Gli organi di governo della fondazione di partecipazione hanno natura “servente” rispetto allo scopo indicato dal fondatore – ente pubblico e cristallizzato nel negozio di fondazione, tale da divenire immodificabile anche per lo stesso fondatore successivamente al riconoscimento della personalità giuridica.

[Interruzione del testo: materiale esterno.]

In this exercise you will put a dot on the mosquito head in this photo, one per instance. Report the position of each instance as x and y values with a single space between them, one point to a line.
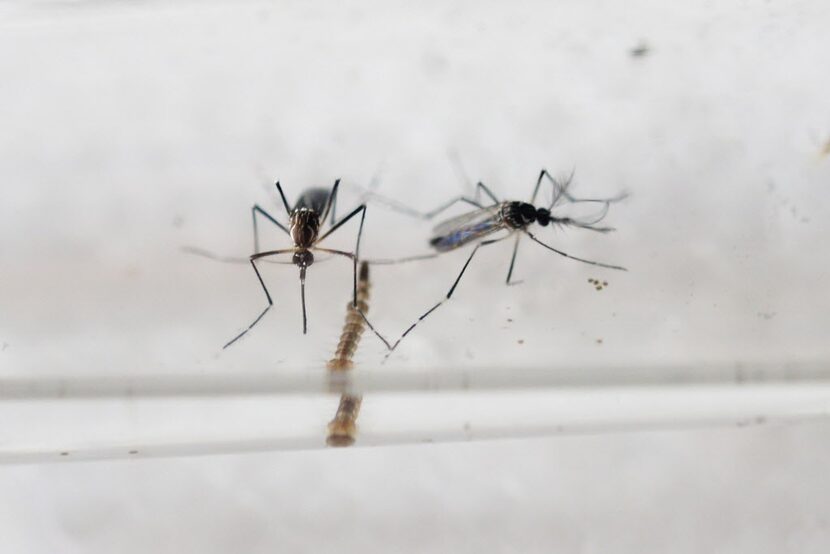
518 215
303 259
305 225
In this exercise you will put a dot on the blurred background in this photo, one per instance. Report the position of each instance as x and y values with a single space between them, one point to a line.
132 130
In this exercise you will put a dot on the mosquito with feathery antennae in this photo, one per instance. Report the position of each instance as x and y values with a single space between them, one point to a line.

I vincoli pubblicistici in materia di limiti di spesa sono da applicare agli organismi partecipati di cui trattasi, in quanto moduli organizzativi dell’ente locale per l’esercizio di funzioni generali proprie.

Il parere
Secondo la deliberazione in commento, sotto il profilo dei vincoli di finanza pubblica non sono ravvisabili ostacoli alla partecipazione degli enti locali in società o in fondazioni, atteso che i divieti di assumere e di mantenere partecipazioni in organismi societari per gli enti con meno di 30.000 abitanti (articolo 14, comma 32, Dl. n. 78/2010) e di istituire organismi comunque denominati e di qualsivoglia natura giuridica, destinati ad esercitare una o più delle “funzioni fondamentali” dell’ente ovvero una o più delle “funzioni amministrative” di cui all’articolo 118 Costituzione (articolo 9, comma 6, Dl. n. 95/2012) sono stati abrogati con decorrenza dal 1° gennaio 2014 (commi 561 e 562 dall’articolo 1, Legge n. 147/2013).
Resta fermo, tuttavia, che l’ente dovrà considerare tutte le implicazioni dell’operazione prospettata sul piano finanziario, anche in prospettiva futura, in ossequio ai principi di sana gestione e delle regole della contabilità pubblica; ed invero, l’inevitabile immobilizzazione di risorse che consegue all’assunzione di partecipazioni in enti di natura privatistica, con sottrazione delle stesse ad altri impieghi, richiede un’attenta valutazione da parte dell’ente.